The mobile app launched at K 2022 in October, makes it even more accessible and easy for W&H customers anywhere to keep an eye on the overall production processes. The Ruby Go and Ruby Check for extrusion and printing respectively, provide complete traceability of inspection data, automated localization of printing defects in downstream processes, and remote quality assessment from the office.
W&H India team contributes to software development
When we visited the Windmöller & Hölscher stand in Hall 12, the Indian team was mostly busy with customer visits to Lengerich or meetings at the top of the stand. This is generally a good sign with the implication of detailed technical discussions and maturing projects.
However, when we revisited W&H on our last day at the show, we briefly met and chatted with Peter Steinbeck, the managing partner of the company. We asked Steinbeck about the progress of the company’s software development in India, a subject that we first brought up at the PlastIndia event in Gandhinagar more than five years ago and which he seemed enthusiastic about. Since then, the overall engineering team in India has more than tripled and we expect that a considerable part of this could be in software.

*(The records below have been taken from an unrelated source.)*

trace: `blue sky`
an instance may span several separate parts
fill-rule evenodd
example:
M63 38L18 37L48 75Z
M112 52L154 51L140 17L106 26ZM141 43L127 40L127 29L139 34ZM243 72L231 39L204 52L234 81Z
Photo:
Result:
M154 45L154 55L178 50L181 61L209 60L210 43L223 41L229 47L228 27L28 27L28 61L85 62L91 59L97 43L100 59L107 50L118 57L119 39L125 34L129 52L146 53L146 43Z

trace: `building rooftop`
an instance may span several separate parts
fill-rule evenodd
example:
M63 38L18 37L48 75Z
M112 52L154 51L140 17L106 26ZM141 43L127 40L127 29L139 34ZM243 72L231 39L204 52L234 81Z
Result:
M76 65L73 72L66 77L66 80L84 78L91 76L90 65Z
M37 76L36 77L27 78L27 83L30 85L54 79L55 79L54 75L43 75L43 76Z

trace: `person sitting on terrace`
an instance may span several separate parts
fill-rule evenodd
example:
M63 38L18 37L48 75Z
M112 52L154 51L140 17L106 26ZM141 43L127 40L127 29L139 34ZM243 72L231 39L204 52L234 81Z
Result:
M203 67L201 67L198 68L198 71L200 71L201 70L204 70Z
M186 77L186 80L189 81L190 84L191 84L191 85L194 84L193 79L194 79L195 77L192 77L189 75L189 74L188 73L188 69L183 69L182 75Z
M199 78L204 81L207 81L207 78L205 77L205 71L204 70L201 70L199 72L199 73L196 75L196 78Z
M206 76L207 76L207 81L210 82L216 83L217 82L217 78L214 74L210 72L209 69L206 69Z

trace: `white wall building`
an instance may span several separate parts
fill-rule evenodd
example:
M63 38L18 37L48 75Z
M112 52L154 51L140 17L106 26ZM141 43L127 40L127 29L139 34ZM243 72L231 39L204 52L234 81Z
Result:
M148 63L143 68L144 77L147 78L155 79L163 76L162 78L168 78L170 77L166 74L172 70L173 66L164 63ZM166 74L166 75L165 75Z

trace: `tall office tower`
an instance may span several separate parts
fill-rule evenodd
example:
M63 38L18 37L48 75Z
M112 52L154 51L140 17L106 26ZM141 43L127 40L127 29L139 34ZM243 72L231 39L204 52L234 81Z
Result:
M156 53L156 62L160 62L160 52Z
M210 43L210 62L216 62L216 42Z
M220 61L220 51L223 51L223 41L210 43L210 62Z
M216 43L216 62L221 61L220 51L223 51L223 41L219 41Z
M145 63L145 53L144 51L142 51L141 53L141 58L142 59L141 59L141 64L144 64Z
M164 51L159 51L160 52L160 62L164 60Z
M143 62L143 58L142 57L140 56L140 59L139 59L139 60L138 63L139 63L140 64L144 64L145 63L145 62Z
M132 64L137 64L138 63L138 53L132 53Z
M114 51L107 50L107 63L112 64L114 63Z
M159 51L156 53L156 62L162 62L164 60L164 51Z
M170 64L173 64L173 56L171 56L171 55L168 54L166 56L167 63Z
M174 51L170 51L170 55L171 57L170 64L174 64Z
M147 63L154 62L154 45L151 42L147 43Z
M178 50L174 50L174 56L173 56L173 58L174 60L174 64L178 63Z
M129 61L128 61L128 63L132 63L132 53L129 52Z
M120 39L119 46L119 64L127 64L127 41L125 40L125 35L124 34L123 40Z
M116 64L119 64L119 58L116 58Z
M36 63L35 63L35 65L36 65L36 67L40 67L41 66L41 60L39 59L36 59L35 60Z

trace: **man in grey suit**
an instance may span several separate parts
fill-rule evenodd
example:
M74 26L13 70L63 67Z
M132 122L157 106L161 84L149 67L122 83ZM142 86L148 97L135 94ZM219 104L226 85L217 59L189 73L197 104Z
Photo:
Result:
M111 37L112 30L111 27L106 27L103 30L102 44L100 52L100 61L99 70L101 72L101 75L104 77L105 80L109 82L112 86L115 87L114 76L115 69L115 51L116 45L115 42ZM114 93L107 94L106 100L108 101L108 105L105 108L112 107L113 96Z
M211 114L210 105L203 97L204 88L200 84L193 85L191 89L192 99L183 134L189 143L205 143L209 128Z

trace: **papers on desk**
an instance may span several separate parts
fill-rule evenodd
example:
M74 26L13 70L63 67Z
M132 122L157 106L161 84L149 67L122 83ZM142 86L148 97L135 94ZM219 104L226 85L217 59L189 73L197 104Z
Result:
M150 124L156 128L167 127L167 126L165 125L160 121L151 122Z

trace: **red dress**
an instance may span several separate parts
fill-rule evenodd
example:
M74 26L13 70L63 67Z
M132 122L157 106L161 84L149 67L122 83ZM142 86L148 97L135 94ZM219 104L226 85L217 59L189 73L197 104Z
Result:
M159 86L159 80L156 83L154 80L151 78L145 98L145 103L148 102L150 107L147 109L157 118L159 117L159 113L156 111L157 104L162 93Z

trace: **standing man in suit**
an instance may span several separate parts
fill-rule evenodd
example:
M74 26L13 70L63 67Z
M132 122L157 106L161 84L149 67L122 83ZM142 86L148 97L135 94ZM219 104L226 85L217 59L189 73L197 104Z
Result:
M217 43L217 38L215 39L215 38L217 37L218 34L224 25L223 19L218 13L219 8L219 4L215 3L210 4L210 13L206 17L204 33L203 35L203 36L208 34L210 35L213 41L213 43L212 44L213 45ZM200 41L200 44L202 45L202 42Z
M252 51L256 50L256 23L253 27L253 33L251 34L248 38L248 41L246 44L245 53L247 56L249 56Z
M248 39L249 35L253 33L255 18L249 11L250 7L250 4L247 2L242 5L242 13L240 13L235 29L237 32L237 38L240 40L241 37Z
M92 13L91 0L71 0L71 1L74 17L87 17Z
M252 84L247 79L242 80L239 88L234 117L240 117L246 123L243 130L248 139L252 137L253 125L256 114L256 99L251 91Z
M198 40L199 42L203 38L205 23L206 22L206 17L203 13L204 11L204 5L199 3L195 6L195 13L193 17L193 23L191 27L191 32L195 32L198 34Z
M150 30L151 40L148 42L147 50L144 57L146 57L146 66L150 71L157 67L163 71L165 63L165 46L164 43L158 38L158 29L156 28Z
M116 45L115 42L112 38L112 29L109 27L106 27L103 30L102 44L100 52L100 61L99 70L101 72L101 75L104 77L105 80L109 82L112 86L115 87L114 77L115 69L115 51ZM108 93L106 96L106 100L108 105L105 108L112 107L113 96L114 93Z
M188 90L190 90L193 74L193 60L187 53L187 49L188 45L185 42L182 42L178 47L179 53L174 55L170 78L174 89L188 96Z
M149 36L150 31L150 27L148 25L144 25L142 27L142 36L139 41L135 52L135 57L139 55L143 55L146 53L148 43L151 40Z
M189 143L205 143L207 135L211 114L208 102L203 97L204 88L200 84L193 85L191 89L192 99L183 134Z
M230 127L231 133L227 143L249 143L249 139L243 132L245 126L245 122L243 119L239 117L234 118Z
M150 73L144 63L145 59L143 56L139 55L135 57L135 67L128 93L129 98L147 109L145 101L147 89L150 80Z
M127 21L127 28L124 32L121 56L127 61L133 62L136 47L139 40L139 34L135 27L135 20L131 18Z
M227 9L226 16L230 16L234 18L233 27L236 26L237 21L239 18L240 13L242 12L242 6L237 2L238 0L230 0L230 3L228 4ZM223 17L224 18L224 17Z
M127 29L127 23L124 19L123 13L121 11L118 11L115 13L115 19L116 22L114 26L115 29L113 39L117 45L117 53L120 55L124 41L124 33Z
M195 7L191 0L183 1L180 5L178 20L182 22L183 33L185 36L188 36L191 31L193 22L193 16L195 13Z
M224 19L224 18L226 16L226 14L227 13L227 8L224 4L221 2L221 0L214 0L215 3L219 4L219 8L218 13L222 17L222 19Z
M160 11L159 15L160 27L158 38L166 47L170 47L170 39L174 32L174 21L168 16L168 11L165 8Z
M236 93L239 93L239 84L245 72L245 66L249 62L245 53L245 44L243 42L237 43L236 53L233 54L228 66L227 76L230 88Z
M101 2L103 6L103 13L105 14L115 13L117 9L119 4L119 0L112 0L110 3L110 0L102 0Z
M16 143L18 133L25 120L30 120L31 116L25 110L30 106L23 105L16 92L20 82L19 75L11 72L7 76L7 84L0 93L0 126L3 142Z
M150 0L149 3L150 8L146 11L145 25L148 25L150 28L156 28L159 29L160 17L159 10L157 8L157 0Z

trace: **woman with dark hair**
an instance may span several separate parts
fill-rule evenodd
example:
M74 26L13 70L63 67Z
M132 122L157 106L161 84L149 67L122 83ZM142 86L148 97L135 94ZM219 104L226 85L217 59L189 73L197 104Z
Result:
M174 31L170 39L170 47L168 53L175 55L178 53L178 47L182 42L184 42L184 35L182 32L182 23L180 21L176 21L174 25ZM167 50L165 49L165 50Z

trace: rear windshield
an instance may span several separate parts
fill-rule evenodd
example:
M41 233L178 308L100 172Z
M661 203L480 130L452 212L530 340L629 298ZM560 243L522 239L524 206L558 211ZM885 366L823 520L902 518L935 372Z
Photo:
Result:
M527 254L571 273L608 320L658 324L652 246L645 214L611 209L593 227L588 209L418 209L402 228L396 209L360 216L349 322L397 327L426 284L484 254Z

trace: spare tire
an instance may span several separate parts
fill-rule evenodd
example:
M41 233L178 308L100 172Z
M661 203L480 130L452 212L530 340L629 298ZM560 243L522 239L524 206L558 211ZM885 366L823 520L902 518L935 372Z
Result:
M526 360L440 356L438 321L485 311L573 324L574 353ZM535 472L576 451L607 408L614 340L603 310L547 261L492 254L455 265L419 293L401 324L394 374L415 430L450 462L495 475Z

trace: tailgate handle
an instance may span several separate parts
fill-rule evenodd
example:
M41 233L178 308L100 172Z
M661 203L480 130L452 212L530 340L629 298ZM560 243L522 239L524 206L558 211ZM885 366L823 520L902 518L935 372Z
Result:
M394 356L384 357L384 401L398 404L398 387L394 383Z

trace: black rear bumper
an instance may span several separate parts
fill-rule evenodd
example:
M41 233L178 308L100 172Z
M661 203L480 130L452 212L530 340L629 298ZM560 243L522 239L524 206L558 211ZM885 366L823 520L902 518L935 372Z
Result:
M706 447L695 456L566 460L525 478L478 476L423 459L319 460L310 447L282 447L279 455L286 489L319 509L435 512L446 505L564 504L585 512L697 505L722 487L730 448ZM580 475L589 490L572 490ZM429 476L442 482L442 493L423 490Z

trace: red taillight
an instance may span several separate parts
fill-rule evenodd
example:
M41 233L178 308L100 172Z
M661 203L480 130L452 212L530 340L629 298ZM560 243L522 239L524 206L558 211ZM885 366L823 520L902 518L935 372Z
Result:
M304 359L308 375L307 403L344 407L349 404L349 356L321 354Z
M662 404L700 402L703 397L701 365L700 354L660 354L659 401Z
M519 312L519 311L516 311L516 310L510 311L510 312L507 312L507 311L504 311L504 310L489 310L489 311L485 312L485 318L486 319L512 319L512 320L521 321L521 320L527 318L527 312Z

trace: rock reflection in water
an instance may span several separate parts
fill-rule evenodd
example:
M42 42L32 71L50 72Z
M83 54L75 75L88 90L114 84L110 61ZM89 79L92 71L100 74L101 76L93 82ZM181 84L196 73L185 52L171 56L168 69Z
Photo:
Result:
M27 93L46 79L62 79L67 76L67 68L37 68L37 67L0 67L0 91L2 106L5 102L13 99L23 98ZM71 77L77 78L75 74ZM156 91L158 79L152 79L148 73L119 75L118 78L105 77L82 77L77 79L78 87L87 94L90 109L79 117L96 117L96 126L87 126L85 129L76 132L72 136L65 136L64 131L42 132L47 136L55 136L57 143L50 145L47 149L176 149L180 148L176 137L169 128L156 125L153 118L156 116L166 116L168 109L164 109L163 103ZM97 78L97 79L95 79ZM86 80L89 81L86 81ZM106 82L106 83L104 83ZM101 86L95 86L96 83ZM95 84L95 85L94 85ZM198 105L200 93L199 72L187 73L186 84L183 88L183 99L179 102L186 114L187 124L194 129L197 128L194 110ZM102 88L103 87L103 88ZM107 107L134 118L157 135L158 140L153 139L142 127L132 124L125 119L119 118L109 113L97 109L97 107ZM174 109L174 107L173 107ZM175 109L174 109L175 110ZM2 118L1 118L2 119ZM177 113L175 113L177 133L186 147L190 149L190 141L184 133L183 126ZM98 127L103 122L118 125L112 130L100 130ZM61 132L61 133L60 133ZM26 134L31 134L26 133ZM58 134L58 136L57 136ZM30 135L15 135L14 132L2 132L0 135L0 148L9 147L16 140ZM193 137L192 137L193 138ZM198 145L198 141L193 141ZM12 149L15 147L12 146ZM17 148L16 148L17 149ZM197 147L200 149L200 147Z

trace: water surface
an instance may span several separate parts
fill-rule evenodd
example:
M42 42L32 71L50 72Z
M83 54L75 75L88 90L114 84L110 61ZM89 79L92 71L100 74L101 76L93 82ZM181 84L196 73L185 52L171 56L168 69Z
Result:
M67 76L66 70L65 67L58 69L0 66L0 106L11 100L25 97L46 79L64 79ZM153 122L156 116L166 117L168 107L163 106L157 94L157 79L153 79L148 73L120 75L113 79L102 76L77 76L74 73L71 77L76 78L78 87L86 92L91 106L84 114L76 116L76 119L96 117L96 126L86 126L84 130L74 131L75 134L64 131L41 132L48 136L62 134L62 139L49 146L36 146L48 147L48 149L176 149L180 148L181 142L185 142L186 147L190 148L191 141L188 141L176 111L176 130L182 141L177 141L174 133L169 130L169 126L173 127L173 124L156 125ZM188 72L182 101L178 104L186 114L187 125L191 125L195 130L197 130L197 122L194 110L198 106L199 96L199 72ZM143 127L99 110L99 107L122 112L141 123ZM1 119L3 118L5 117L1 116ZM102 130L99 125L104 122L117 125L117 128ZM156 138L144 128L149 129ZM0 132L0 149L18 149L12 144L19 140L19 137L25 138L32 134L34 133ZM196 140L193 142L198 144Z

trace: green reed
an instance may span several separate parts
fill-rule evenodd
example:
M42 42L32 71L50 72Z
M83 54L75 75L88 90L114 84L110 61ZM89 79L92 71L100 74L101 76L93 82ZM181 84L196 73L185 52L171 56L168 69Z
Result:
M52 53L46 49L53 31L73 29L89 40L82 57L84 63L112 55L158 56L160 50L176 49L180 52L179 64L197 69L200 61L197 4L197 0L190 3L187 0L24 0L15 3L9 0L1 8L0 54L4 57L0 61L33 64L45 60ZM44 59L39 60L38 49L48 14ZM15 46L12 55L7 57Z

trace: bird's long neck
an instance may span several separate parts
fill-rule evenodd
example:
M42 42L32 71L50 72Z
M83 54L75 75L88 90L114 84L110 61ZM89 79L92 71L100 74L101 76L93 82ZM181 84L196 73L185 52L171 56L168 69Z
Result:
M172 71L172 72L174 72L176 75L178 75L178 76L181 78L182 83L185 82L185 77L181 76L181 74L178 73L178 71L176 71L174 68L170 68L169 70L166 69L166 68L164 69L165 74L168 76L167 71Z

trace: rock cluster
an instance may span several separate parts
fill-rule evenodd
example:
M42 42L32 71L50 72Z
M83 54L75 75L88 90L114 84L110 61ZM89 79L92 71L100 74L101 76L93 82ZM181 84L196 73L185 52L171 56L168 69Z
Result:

Steinbeck was quick to answer, saying that the software development work in India is going extremely well for many of the back-office operations of the company. When we asked if this team was also contributing to some of the automation and Industry 4.0 projects, he replied in the affirmative, saying, “Yes, they are involved in these also. The communication between our teams has evolved and is strong now. We are very happy with the developments with the software team in India, and we are on the same page, despite the physical distances.”